Managing Desktops Remotely

Next to handling passwords and recovering files, managing users’ desktops probably takes more time than any other part of Windows administration.

Users need applications installed. They need updates and patches. Administrators need to know what software is installed on which machines and whether everything is properly licensed and accounted for. They need to make sure that scheduled updates and patches have in fact been installed on everyone’s computers. None of these jobs is difficult, but all can be enormously time consuming, especially if technical support people need to go around to everyone’s computers and do the job.

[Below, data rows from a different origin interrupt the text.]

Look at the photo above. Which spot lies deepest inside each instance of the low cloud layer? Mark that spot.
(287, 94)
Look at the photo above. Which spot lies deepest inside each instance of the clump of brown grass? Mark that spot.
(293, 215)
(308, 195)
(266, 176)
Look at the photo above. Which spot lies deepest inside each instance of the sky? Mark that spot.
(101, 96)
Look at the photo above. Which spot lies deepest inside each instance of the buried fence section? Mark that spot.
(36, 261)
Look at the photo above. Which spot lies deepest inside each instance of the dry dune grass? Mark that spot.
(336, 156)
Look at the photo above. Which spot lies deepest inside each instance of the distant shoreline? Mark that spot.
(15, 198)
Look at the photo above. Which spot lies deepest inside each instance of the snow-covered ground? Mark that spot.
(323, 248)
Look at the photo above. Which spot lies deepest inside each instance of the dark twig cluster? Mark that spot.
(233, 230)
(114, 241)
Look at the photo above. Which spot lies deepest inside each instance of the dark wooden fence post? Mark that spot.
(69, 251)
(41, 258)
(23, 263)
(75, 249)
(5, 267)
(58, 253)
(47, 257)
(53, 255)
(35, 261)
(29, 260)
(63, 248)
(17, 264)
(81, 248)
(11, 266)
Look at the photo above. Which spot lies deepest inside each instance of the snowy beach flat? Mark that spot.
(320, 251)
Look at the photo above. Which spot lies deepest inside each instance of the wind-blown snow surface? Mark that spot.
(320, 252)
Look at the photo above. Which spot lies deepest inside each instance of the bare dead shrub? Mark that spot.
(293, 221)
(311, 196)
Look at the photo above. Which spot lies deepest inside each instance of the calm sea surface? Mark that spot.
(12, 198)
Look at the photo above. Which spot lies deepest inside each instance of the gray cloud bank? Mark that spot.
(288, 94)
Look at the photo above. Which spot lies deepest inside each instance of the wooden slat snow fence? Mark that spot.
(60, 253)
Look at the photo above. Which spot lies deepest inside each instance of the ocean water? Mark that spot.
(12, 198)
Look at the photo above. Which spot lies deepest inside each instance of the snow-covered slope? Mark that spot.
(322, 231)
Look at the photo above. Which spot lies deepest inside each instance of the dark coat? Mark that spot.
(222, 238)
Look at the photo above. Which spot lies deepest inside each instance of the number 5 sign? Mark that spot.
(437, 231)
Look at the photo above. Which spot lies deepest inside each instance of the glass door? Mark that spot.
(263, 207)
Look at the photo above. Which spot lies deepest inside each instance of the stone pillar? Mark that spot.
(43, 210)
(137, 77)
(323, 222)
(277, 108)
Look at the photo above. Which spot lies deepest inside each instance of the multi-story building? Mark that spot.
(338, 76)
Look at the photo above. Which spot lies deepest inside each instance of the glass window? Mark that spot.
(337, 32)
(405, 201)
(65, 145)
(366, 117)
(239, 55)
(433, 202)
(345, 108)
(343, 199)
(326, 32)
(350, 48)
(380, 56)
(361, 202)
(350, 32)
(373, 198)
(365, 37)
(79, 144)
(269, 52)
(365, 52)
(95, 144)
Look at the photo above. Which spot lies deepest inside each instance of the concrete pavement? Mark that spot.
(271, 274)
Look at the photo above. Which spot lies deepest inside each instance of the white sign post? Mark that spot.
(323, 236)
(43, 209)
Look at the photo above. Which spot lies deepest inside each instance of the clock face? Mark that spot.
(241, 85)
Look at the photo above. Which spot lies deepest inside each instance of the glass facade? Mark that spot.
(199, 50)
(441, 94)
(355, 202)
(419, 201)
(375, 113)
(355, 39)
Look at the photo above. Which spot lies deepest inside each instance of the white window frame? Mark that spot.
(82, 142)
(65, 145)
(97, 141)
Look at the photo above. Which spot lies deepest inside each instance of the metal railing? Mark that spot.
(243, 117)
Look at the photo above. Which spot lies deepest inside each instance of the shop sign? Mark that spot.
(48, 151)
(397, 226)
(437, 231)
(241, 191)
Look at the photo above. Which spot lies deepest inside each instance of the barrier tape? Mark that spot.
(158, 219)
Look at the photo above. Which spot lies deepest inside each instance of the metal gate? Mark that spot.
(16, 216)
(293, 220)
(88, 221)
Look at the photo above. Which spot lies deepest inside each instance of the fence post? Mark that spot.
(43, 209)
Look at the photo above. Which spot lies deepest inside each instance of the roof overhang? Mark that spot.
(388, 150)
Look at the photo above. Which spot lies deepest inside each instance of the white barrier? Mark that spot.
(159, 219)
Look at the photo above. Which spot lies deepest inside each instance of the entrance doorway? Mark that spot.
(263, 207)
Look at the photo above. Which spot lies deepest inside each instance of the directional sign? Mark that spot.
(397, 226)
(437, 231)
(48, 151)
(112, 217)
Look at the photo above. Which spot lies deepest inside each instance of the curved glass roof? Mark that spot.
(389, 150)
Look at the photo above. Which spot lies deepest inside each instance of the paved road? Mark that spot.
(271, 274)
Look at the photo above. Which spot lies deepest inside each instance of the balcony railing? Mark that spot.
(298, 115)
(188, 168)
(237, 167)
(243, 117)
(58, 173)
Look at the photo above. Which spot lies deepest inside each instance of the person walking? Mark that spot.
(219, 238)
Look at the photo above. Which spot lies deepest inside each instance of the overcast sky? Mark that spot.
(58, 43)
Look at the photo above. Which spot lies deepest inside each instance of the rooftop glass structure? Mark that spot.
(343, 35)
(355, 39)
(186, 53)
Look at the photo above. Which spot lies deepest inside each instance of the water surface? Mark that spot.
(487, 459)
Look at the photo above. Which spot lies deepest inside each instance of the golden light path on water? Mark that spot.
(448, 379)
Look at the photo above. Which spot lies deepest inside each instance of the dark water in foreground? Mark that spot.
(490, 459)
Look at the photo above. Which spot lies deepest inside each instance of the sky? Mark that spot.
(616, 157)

The problem is even worse for an organization with multiple sites. If you don’t have trained people at all those sites, some technician has to go around to all the locations and perform all these tasks. Even if the other site is in the same city, you can waste the better part of a day just to do a 20-minute update.

Or you can use a desktop management system (DTMS) that lets you handle all these jobs over your network—and do most of them automatically to boot. Not surprisingly, remote desktop management systems are an increasingly popular category of Windows software. In fact, if you’re managing more than a dozen or so users in one location, you need DTMS. It’s as simple as that.

While there’s an entire active class of software that manages individual desktops, for Windows administrators the most useful products are the ones that let them manage desktops remotely over the network. Products in this category range from simple to elaborate and from free to very expensive. Typically the programs that cost money are priced on a per-seat basis from about $50 a seat to about $125 a seat. However, even the expensive software has a fast payback. A study by Forrester Research estimates that remote administration of user desktops can save a company 15–20% of its administration costs every year.